Vols. IX–XI: Literature of the Republic, Part IV., 1861–1889

A Picture

By Charles Gamage Eastman (1816–1860)

[Born in Fryeburg, Me., 1816. Died at Montpelier, Vt., 1860. From Poems. Revised and Complete Edition. 1880.]

THE FARMER sat in his easy chair

Smoking his pipe of clay,

While his hale old wife with busy care

Was clearing the dinner away;

A sweet little girl with fine blue eyes

On her grandfather’s knee was catching flies.

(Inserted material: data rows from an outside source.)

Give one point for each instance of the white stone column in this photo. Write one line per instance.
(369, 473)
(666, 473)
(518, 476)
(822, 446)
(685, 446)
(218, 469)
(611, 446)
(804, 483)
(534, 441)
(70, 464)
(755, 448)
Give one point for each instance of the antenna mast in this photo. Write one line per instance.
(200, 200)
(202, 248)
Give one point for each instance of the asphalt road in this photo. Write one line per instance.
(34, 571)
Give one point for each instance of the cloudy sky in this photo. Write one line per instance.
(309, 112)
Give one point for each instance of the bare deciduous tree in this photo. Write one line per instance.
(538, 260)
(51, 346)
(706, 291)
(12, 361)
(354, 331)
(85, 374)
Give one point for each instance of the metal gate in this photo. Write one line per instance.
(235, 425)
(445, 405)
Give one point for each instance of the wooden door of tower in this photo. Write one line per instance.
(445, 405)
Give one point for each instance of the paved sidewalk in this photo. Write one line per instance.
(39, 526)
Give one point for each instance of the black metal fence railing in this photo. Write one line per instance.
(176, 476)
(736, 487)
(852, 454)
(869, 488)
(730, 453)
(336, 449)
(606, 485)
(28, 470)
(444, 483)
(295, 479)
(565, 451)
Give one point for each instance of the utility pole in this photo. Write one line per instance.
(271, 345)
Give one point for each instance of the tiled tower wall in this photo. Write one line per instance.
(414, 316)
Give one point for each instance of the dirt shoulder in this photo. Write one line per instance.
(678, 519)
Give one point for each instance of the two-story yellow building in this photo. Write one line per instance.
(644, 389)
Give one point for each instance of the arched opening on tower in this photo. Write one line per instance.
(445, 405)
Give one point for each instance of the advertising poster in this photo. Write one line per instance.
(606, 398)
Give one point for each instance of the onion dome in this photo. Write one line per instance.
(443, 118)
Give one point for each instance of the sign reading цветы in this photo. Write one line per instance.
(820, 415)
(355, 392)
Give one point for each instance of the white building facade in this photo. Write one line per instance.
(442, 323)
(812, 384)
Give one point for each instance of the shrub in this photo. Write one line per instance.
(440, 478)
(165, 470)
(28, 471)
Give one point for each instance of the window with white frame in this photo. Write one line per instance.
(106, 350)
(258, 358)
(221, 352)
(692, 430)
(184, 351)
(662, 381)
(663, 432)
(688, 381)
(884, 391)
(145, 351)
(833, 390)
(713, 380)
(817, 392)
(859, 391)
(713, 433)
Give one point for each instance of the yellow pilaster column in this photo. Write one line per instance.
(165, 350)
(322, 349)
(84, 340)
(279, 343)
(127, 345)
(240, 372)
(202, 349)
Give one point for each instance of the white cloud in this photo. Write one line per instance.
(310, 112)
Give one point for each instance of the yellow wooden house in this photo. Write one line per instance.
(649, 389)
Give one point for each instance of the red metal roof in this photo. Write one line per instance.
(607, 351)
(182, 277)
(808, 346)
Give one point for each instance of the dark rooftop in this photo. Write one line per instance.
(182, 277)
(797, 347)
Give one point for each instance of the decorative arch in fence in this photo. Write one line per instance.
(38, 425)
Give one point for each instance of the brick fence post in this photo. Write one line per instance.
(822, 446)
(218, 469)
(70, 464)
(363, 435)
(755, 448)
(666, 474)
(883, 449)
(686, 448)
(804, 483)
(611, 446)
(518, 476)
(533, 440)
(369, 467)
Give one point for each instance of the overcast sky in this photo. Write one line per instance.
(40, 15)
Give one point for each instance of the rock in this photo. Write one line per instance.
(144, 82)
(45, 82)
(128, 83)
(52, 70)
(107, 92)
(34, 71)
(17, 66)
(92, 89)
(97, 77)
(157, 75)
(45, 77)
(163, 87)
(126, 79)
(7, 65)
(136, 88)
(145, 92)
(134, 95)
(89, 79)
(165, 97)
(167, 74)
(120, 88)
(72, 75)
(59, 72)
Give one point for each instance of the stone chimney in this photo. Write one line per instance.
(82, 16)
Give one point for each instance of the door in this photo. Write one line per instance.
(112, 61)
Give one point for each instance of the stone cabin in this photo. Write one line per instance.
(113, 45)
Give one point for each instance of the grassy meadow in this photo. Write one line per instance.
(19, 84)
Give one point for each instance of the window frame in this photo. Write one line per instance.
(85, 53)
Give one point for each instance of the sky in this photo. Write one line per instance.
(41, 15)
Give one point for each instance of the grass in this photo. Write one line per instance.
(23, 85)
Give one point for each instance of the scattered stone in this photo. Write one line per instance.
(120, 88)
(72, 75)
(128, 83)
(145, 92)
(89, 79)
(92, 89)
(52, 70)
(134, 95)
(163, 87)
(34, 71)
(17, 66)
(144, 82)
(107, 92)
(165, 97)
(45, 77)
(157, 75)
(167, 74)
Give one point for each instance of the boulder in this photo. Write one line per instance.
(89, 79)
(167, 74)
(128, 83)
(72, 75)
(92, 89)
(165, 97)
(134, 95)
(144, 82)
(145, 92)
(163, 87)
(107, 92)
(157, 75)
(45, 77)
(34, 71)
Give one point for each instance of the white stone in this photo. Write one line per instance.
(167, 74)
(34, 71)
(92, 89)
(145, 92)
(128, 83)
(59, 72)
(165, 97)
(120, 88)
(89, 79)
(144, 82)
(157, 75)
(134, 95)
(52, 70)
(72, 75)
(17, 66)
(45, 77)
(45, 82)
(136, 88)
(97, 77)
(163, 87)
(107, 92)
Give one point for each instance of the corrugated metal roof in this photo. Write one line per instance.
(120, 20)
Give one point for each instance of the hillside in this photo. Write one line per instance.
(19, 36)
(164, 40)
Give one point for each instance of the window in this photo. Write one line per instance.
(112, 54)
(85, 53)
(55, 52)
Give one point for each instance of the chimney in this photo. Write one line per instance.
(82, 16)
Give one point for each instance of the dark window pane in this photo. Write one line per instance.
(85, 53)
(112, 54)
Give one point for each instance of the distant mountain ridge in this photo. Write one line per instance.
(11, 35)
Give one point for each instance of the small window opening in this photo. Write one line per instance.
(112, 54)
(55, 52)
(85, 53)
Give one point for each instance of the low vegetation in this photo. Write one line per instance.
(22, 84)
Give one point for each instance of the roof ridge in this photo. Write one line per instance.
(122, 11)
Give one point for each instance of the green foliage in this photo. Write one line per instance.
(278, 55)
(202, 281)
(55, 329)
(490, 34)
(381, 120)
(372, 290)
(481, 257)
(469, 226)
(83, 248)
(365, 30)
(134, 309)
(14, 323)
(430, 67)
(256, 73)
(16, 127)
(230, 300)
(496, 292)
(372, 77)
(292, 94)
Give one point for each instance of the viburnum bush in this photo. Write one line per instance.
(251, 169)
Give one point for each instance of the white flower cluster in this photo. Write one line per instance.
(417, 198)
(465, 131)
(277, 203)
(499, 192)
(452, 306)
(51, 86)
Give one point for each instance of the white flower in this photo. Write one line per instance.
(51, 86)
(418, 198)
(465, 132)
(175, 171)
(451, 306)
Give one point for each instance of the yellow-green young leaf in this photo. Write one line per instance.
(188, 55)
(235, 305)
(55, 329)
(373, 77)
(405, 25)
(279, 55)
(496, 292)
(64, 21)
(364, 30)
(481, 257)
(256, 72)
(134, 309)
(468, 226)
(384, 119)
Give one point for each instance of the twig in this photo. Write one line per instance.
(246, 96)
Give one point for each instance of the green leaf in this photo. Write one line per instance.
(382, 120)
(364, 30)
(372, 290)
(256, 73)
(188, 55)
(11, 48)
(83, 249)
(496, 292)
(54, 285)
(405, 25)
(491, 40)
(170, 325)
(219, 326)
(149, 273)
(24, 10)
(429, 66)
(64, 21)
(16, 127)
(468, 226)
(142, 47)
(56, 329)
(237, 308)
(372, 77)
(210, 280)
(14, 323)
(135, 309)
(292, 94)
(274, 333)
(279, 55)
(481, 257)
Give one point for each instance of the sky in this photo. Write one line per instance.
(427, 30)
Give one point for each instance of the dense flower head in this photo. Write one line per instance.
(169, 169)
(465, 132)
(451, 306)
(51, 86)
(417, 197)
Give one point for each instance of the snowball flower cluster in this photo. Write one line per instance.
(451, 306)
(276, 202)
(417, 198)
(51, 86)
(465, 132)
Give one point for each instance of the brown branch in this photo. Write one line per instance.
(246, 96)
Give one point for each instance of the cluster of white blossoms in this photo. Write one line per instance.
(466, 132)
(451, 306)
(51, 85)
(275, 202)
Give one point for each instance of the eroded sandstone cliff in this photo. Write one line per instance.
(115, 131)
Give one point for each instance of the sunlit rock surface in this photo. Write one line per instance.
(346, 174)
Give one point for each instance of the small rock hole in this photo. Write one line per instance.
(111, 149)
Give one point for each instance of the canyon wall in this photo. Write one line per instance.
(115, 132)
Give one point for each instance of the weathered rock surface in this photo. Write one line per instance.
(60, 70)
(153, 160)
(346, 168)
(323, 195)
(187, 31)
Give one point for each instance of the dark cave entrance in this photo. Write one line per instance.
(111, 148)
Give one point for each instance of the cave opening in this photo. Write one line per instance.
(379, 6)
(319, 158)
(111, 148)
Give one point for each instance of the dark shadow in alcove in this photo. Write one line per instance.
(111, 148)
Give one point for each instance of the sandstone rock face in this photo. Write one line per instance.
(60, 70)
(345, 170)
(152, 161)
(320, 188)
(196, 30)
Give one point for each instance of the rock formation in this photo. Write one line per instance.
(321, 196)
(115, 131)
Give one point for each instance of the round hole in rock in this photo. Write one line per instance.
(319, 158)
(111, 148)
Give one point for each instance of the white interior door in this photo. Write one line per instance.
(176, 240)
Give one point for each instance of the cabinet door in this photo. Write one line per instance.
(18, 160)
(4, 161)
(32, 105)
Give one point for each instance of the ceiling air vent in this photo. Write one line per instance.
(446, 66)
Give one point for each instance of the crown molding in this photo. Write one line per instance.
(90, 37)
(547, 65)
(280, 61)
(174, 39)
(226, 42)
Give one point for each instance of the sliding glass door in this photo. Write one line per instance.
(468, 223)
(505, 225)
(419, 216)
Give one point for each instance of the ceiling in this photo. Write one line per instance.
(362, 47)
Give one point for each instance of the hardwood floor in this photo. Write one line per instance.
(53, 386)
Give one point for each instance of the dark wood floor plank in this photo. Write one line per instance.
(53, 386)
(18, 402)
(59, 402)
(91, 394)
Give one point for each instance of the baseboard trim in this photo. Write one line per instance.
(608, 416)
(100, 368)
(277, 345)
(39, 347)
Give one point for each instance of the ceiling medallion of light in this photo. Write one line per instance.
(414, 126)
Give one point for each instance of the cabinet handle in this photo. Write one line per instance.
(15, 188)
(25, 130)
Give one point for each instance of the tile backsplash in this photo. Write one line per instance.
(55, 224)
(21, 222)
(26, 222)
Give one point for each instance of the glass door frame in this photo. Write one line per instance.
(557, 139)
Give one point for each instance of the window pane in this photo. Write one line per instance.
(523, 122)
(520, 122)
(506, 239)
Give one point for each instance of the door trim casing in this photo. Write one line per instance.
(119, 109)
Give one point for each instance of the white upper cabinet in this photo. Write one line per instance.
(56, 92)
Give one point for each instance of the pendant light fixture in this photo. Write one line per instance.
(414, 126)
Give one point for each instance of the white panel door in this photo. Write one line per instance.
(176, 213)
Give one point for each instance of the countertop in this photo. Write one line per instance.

The old man laid his hand on her head,

With a tear on his wrinkled face;

He thought how often her mother, dead,

Used to sit in the self-same place;

As the tear stole down from his half-shut eye,

“Don’t smoke!” said the child, “how it makes you cry!”

The house-dog lay, stretched out on the floor

Where the shade after noon used to steal,

The busy old wife by the open door

Was turning the spinning-wheel,

And the old brass clock on the mantletree

Had plodded along to almost three.

Still the farmer sat in his easy chair,

While close to his heaving breast

The moistened brow and the check so fair

Of his sweet grandchild were pressed;

His head, bent down, on her soft hair lay:

Fast asleep were they both, that summer day!